SNOW-630893: Flatten client generated SQL with column dependency
Please answer these questions before submitting your pull requests. Thanks!
-
What GitHub issue is this PR addressing? Make sure that there is an accompanying issue to your PR. The SQL generated from snowpark-python has deep nested queries.
-
Fill out the following pre-review checklist:
- [x] I am adding a new automated test(s) to verify correctness of my new code
- [ ] I am adding new logging messages
- [ ] I am adding new credentials
- [ ] I am adding a new dependency
-
Please describe how your code solves the related issue.
This PR begins the work to flatten the subqueries in some cases.
If a DataFrame is created by session.table() and session.sql(), the subsequent API calls with df.select, df.with_columns/with_column, df.drop, df.sort, df.filter, df.limit will possibility have flattened SQLs if certain rules are met.
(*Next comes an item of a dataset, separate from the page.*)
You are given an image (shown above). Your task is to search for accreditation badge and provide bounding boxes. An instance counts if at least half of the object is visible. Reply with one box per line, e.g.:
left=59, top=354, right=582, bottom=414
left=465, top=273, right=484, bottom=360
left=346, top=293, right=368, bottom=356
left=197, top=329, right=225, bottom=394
To flatten the generated SQL, it considers the column expression change between a query and its subquery, and the dependencies among columns at the client side.
This feature can be turned off by setting:
from snowflake.snowpark import context
context._USE_SQL_SIMPLIFIER = False
Given this is a PR with more than 1k lines of changes and touches many different places, could you provide a guidance on how to review the code or give a brief intro? Otherwise try to break it down into smaller pieces.
This is a good point. I'll provide a guidance. It's hard to break it down to smaller PRs.